11. An attribute information set providing device that provides a set of attribute information including a converted first attribute information which is information indicating the user's attributes, The system includes a verification device that verifies a second attribute information, which is information indicating the user's attributes that are included in the first attribute information and have been disclosed, using the attribute information set provided by the attribute information set providing device. The verification device is An attribute information set acquisition unit that acquires the aforementioned set of attribute information, A second attribute acquisition unit that acquires the aforementioned second attribute information, A second attribute conversion unit that converts the aforementioned second attribute information, An attribute matching unit that compares the second attribute information converted by the second attribute conversion unit with the converted first attribute information included in the set of attribute information, The system includes a service eligibility determination unit that determines whether or not to provide the service to the user based on the matching result in the attribute matching unit and the determination result of whether or not the second attribute information is eligible for the service. Verification system.

12. An attribute information set acquisition step involves acquiring an attribute information set that includes a transformed first attribute information, which is information indicating the user's attributes, A second attribute acquisition step involves acquiring second attribute information, which is information that is included in the first attribute information and indicates the disclosed user attributes, A second attribute conversion step for converting the aforementioned second attribute information, An attribute matching step which compares the second attribute information converted in the second attribute conversion step with the converted first attribute information included in the set of attribute information, The service eligibility determination step includes determining whether or not to provide the service to the user based on the matching result in the attribute matching step and the determination result of whether or not the second attribute information is subject to service provision. Verification method.

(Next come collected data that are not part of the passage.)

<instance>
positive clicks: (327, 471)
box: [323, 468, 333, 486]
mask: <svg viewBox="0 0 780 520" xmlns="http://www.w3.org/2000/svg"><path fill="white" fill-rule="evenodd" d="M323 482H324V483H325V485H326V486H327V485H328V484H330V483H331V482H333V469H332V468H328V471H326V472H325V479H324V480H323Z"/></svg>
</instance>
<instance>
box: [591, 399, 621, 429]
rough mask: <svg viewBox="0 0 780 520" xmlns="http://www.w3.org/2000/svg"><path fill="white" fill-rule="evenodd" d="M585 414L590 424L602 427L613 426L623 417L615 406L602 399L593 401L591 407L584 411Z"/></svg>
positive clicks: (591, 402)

13. An attribute information set acquisition step involves acquiring an attribute information set that includes a transformed first attribute information, which is information indicating the user's attributes, A second attribute acquisition step involves acquiring second attribute information, which is information that is included in the first attribute information and indicates the disclosed user attributes, A second attribute conversion step for converting the aforementioned second attribute information, An attribute matching step which compares the second attribute information converted in the second attribute conversion step with the converted first attribute information included in the set of attribute information, The computer is instructed to perform a service eligibility determination step, which determines whether or not to provide the service to the user based on the matching result in the attribute matching step and the determination result of whether or not the second attribute information is eligible for the service. program.